Breaking Communication Barriers: Key Requirements for User Interaction with Oral-Sign Language Translation Systems
DOI:
https://doi.org/10.5753/jbcs.2026.5745Keywords:
Automatic translation, Brazilian sign language, Libras, Portuguese, deaf user, accessibility, healthcareAbstract
Communication between deaf and hearing people is still a major challenge, especially in critical moments such as medical emergencies, where information needs to be transmitted clearly and quickly. In this context, for the development of efficient machine translation systems, it is essential that they meet the real needs of both deaf people and health professionals. This article identifies and defines fundamental requirements for the development of such systems, taking into account the experience of both groups.

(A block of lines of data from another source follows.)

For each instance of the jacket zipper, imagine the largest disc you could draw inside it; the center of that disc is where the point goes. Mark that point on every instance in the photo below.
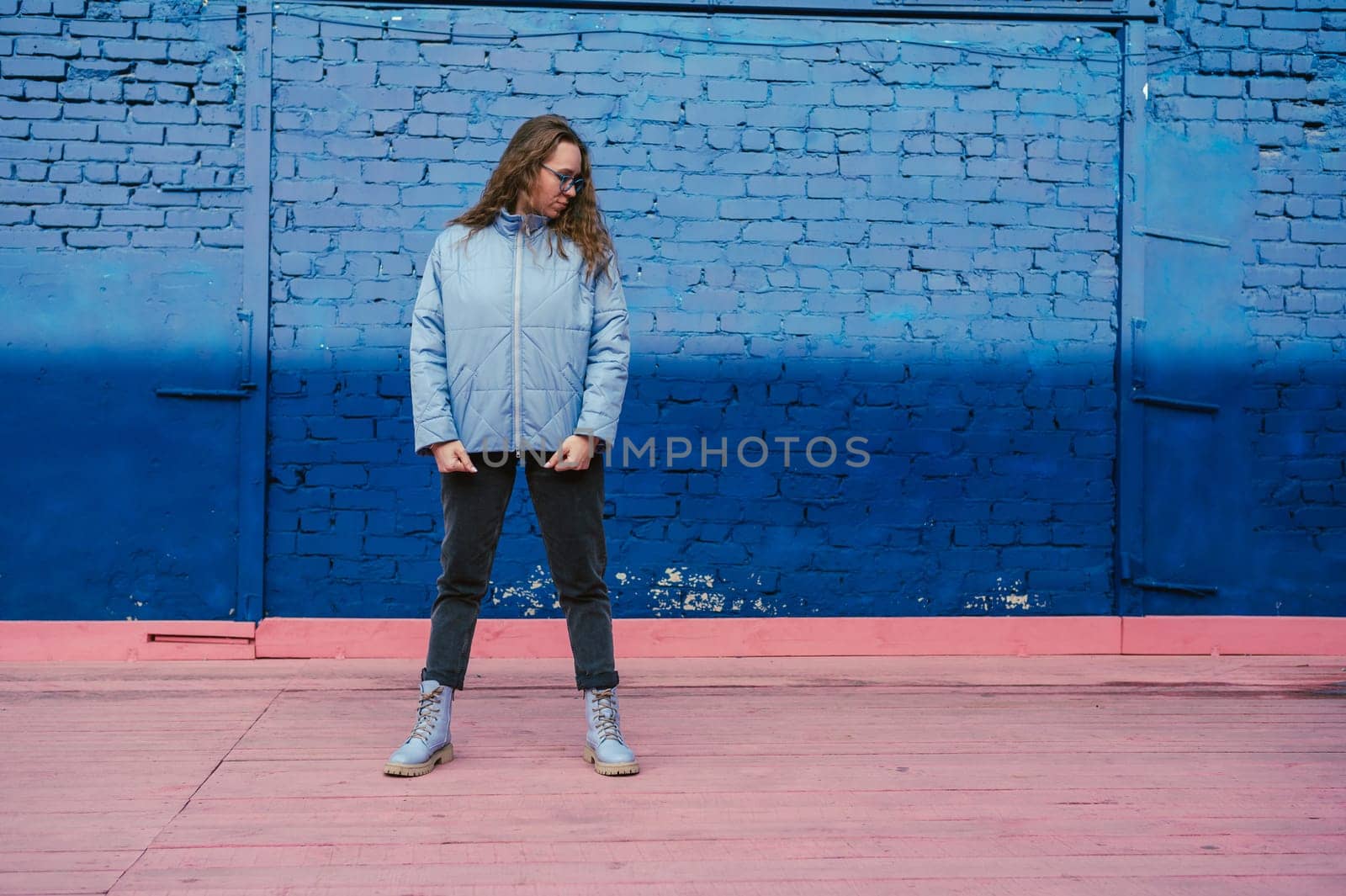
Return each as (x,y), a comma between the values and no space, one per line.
(518,273)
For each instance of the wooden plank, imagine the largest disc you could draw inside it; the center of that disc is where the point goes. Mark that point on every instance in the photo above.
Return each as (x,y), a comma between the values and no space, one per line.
(585,869)
(518,882)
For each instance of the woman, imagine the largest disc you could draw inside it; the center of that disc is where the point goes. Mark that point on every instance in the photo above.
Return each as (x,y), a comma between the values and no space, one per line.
(518,355)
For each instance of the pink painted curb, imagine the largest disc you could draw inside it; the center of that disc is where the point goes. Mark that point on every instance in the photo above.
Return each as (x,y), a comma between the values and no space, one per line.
(278,638)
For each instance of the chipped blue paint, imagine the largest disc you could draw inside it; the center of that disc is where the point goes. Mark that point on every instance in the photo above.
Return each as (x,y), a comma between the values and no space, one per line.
(906,231)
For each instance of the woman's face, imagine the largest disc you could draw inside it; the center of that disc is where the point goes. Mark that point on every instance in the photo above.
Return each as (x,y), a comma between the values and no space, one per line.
(545,197)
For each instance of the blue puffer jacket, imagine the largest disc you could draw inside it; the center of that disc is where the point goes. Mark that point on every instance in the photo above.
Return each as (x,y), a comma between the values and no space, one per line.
(511,346)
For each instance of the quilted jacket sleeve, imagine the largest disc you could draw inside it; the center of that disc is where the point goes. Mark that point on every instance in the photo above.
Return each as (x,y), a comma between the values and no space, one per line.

In addition to mapping these requirements, an evaluation was carried out to validate their relevance and ensure that they correspond to the real demands of users. The work is part of the project "Captar-Libras: Video communication system for the deaf applied to pre-medical care" (In Portuguese: "Captar-Libras: Sistema de Comunicação por vídeos para surdos aplicado ao pré-atendimento médico"), which develops a bidirectional translation solution between Portuguese and Brazilian Sign Language (Libras) using photorealistic avatars, with a focus on healthcare. The results of this article offer guidelines for the development of more accessible and efficient systems, promoting more inclusive communication between deaf and hearing people.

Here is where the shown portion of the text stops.